# Fissiden Fontanus Glue Method?



## Hadouken441 (Mar 19, 2010)

I did it and my fissidens already grew over the moss. And its shrimp safe! I actually watch the shrimp pick at it haha. It must not taste good cuz they walk away soon but hey they havent died from it! And I use the Gel kind


----------



## Fish4Fun (Jan 4, 2010)

not to hi-jack your forum but I was wondering if you could use this kind?


----------



## deleted_user_7 (Jul 7, 2003)

FWIW I used to use super glue gel to glue coral to rock when I had a reef tank, and it's safe.

It's best to to it outside of the water. Try to dry off the area where you want to glue but don't worry if it's not totally dry, stick the coral (or moss in this case lol) into it, and put it back in the water. When it hits water the exposed gel starts to thicken into a shell and harden.

For moss, only use a tiny bit. A little goes a long way.


----------



## Jaggedfury (Sep 11, 2010)

Awesome! I will have to go back and grab the gel form and give this a shot. I just had to hear from some people who actually done this before to say it doesn't effect your shrimps/plants.


----------



## [email protected] (Jul 17, 2008)

Any Cyanoacrylate (super glue) gel that you can purchase at a retail store will do. 
Reef keepers have been using it for a years now. Very few plants or critters in a planted tank are as sensitive to water parameters as corals. 

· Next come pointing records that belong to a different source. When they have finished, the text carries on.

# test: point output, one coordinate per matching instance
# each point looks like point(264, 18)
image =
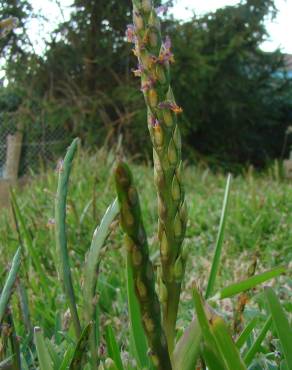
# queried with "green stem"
point(154, 58)
point(143, 273)
point(61, 235)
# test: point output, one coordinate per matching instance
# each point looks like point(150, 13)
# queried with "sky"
point(280, 29)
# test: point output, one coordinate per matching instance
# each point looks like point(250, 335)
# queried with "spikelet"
point(143, 274)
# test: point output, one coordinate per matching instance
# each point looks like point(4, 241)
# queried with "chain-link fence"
point(39, 148)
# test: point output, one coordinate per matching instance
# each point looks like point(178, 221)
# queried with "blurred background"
point(66, 72)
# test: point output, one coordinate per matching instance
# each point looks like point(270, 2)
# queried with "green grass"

Follow justlikeapill's instructions.


----------



## Gookis (Dec 28, 2010)

Hobby stores have massive bottles of more generic brands that are typically called "thick" CY glue or Cyanoacrylate. But the point being that the thick is like gel and the giant bottles cost the same as the tiny "Super Glue" bottles that I bought at Home Depot.

Matt


----------



## jrh (Sep 9, 2007)

Definitely go for the gel. It's probably easiest to use out of the water, but you can glue plants underwater as well. Just dab on a little and hold in place (even underwater) maybe ten seconds or so.


----------



## PinoyBoy (Mar 14, 2008)

Jaggedfury said:


> Hey there,
> 
> 
> 
> ...


I used the same exact kind since my loctite gel glue ran out.

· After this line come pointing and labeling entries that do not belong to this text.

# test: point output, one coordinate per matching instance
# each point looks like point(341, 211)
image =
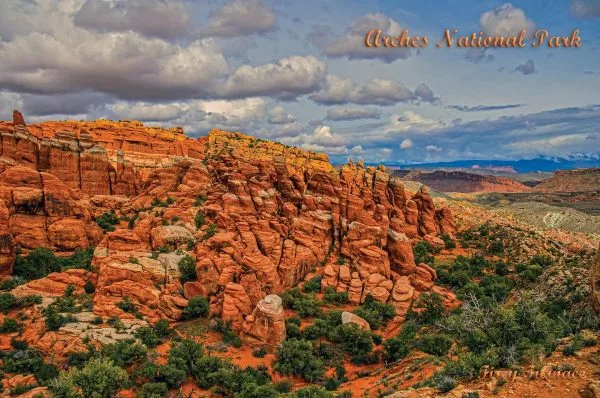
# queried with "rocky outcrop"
point(348, 317)
point(595, 282)
point(579, 180)
point(462, 181)
point(39, 210)
point(269, 215)
point(266, 325)
point(98, 157)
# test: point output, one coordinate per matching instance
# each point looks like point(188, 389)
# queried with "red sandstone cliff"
point(460, 181)
point(271, 215)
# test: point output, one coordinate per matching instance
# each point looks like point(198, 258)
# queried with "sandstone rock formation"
point(256, 216)
point(348, 317)
point(595, 282)
point(465, 182)
point(266, 325)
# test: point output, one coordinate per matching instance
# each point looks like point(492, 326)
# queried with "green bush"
point(375, 313)
point(435, 344)
point(427, 309)
point(171, 375)
point(229, 335)
point(9, 325)
point(89, 287)
point(313, 285)
point(295, 357)
point(185, 354)
point(330, 296)
point(199, 219)
point(126, 305)
point(448, 242)
point(124, 352)
point(422, 253)
point(197, 307)
point(153, 390)
point(354, 340)
point(107, 221)
point(147, 336)
point(98, 378)
point(29, 362)
point(210, 231)
point(187, 269)
point(38, 263)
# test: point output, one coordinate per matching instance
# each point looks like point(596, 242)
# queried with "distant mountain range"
point(542, 164)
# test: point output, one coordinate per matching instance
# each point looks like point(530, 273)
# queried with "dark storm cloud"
point(63, 104)
point(240, 18)
point(585, 9)
point(481, 108)
point(155, 18)
point(337, 90)
point(526, 68)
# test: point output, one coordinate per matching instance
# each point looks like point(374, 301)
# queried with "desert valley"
point(139, 262)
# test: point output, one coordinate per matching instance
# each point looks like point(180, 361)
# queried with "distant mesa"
point(463, 182)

The thing with the picture you provided looks like the fissidens weren't glued there, other wise the unsightly white blotches will be visible. Reminds me of Zeldar's tank were the mp just migrated to different parts of the wood.


----------



## becker (Jun 10, 2011)

DON'T USE KRAZY GLUE! I thought it would be the same thing as super glue. Its not!. I attached some fissiden to a couple rocks and tested it over night in a small bowl with a couple shrimp and shrimp seemed okay so I decided to add it to my main tank. Next day 100+ shrimp dead  
It was like a shrimp massacre.


----------